Formula used for sample size calculation for a survey: n=z2 *p(1-p)/d2 or with corrected factor. Likelihood of having controlled blood glucose level: (OR 95% CI 1.50 [1.23;1.76]) in result section of a paper.
Other than that, the things you mentioned all depend upon standard errors for means, which all depend upon the standard deviation of a population of the data of interest, or of the estimated residuals in regression (or often better, the random factors of the estimated residuals in WLS regression). The standard deviations do not change with sample size, but may be estimated better with a larger sample size, or perhaps distorted by nonsampling error.
There are two main ways to do this, and you have seen them.
In the case of model-based sampling and estimation, you see a format for sample size selection that corresponds to that for simple random sampling, because they all depend upon standard deviations of data directly, or for regression, from residuals.
PS - Above is for continuous, and for yes/no data.

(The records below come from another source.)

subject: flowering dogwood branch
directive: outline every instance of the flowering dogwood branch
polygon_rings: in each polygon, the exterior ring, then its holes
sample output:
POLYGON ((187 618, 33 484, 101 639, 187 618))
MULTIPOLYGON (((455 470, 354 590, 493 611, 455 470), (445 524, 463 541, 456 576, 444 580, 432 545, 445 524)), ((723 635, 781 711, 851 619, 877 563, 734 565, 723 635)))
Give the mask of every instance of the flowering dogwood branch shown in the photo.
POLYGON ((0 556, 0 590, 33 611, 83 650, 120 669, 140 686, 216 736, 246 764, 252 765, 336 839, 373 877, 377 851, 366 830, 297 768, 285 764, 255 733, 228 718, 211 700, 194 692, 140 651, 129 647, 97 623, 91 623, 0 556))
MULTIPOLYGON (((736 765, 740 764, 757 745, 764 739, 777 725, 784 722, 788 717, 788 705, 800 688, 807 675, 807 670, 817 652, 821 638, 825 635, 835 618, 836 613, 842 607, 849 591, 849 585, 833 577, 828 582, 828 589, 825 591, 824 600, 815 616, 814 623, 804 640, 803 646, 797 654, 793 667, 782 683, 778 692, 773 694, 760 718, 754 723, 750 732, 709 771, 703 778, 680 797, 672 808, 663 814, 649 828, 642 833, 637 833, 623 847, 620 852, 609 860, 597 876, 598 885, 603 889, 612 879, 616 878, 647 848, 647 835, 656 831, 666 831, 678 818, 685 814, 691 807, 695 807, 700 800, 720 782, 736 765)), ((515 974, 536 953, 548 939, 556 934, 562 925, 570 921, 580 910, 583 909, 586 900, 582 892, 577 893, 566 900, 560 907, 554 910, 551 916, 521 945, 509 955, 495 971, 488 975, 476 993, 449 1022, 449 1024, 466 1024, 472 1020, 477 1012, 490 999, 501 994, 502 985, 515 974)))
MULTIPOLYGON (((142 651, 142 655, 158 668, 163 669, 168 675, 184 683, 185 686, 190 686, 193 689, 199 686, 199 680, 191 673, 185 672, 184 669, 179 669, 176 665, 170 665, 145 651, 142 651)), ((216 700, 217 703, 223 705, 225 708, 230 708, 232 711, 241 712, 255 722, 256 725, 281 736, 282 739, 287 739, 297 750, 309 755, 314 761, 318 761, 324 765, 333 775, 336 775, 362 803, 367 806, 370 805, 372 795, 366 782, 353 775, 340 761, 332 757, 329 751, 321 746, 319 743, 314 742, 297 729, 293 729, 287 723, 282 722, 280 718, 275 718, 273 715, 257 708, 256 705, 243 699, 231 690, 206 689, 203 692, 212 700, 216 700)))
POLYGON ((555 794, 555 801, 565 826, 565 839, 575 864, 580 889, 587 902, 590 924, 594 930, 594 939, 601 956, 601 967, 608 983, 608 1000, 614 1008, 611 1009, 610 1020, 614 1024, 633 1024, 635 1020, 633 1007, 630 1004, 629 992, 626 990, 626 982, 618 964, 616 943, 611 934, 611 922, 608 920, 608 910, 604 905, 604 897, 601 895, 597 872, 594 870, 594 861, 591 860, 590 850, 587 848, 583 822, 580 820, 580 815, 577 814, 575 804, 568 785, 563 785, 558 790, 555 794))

I suppose principles likely apply in some way to all data types. I worked with continuous data and regressions mostly.
PSS -
Since you mentioned the finite population correction factor, I assume you are looking at a finite population.
Thank you for your quick answer. I will look in to all the materials you suggested me. If I understand your answer. P-value and margin of error are not same. In fact, I am using dichotomous variables.